South Korea had argued at the International Whaling Commission that after the country faithfully obeyed the whaling ban, minke whales had flourished, thinning fish stocks. Hunting the whales would address the complaints of local fishermen and help scientists ‘analyze and accumulate biological and ecological data,’ South Korean delegation leader Joon-Suk Kang said at this month’s meeting in Panama.

Although hunting whales for research is allowed under global rules, critics argue that the practice is simply a cover for commercial whaling, because the carcasses can be later used for human consumption. Japan has long used the same loophole to continue whaling, to the outrage of environmental groups that say the kills are unnecessary because scientific studies can be done without hunting whales.

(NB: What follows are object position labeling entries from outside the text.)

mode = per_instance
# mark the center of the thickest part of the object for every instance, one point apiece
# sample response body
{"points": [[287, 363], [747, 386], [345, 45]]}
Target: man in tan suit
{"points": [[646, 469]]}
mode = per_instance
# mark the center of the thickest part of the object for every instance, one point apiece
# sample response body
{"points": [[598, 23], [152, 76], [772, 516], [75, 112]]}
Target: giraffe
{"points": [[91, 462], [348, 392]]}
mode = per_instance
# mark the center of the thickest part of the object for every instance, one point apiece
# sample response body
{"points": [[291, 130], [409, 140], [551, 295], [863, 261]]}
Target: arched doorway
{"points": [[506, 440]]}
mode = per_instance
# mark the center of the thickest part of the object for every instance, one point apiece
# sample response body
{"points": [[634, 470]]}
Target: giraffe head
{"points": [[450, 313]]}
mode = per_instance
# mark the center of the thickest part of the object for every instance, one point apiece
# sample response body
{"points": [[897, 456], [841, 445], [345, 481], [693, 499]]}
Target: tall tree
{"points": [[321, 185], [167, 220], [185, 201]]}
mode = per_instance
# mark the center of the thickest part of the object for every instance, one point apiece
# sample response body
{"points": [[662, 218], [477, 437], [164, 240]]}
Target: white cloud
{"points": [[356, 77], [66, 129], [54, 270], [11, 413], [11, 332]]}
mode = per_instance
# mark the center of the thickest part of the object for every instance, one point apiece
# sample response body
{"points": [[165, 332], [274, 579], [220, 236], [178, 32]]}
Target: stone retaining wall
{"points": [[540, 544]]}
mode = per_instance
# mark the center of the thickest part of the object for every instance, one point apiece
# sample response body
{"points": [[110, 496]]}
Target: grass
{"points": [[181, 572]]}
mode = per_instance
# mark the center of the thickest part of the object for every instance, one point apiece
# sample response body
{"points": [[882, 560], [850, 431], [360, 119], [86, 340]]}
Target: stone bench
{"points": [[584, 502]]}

There were already hints that South Korea was reconsidering its controversial plan: Last week, Australian Foreign Minister Bob Carr said a South Korean official had assured him at a summit in Cambodia that research whaling would not move forward, drawing applause from Australian officials and activists.

‘Clearly the Korean foreign minister saw this as an issue simply not worth the hassle,’ International Fund for Animal Welfare campaigner Matt Collins wrote Friday after the Australian news broke. ‘Let us hope that last week’s dipping of the toe in the water isn’t heralding a process whereby Korea continuously floats the idea in the hope that when it actually transpires the world will just accept it.’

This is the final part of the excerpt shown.